Red Hat Research Quarterly

Making machine learning accessible across disciplines

Marek Grác

Marek Grác operates at the intersection of open source development, academic research, and AI regulation. As a member of Red Hat Research and academia, he pushes the boundaries of what AI can and should do by investigating challenges of AI security, including SBOM/AIBOM.

Article featured in

Red Hat Research Quarterly

November 2021

Download PDF

Subscribe now

Machine learning has been driving research breakthroughs in many fields. Now there is an open source curriculum designed to help non-specialists build the skills they need to use it.
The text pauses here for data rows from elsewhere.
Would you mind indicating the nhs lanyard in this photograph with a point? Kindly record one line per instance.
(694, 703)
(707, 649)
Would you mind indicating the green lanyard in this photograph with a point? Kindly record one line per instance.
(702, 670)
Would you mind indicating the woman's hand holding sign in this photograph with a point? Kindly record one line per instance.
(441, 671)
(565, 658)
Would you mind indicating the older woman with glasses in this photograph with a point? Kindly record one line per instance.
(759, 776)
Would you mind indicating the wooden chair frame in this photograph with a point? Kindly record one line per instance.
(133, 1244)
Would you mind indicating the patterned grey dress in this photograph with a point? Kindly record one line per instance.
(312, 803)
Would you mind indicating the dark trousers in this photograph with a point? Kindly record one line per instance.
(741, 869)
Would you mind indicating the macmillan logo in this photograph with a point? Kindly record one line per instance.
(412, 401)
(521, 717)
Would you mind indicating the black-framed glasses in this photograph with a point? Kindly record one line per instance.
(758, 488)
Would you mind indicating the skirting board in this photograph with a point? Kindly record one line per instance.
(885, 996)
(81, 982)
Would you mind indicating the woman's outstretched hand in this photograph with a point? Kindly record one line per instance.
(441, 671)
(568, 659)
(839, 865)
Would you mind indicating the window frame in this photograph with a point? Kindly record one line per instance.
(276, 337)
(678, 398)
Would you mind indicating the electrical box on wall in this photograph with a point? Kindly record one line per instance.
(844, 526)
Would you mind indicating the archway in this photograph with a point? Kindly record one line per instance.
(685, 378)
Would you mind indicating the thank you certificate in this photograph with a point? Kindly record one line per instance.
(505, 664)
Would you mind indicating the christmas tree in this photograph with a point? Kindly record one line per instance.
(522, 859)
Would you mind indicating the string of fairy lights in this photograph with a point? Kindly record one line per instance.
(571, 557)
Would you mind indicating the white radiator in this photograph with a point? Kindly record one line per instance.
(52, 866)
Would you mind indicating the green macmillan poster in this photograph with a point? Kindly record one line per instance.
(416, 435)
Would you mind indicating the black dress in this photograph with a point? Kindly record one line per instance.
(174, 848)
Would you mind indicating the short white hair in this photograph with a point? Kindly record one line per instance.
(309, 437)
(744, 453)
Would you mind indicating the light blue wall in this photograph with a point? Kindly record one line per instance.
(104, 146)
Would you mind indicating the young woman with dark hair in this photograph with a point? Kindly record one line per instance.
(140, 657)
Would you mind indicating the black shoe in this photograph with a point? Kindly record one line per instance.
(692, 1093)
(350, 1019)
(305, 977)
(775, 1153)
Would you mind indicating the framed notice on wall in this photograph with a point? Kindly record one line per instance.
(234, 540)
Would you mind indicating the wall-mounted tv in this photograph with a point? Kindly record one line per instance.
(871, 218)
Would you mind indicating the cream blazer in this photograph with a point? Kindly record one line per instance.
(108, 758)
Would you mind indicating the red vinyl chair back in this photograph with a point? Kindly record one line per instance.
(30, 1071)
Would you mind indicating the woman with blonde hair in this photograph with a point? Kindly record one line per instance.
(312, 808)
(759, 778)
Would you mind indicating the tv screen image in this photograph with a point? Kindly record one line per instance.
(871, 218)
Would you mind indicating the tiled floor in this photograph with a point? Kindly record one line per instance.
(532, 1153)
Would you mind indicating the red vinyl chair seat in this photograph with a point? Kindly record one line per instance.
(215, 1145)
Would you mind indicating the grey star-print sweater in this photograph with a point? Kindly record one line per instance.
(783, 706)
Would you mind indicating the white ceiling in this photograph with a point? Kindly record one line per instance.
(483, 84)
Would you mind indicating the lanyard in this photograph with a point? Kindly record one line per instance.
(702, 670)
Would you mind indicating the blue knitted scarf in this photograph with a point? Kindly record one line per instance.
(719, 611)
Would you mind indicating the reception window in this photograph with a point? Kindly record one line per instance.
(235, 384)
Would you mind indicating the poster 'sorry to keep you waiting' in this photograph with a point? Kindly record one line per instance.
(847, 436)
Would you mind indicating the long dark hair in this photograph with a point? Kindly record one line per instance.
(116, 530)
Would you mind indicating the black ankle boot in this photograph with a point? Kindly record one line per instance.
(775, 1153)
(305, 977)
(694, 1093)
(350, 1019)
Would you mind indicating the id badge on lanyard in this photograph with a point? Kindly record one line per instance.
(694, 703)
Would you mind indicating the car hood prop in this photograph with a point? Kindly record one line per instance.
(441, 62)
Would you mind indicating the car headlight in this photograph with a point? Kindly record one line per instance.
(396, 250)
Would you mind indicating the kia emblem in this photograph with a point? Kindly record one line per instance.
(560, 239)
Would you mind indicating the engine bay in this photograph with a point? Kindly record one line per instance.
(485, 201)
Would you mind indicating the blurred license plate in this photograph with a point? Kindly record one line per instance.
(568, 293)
Machine learning is an increasingly important competency in a growing number of fields. Biochemists are using it to create models for protein engineering. Economists are using it to predict the price of cryptocurrencies. And linguists have applied it to the problem of fake news. Computer science is not traditional domain knowledge for these disciplines, but massive data processing is often a requirement for cutting-edge research in natural sciences, social sciences, and the humanities.

That is why we created the Applied Machine Learning course at Masaryk University, in Brno, Czech Republic: to help students outside the field of computer science learn more about machine learning without making them into computer scientists first.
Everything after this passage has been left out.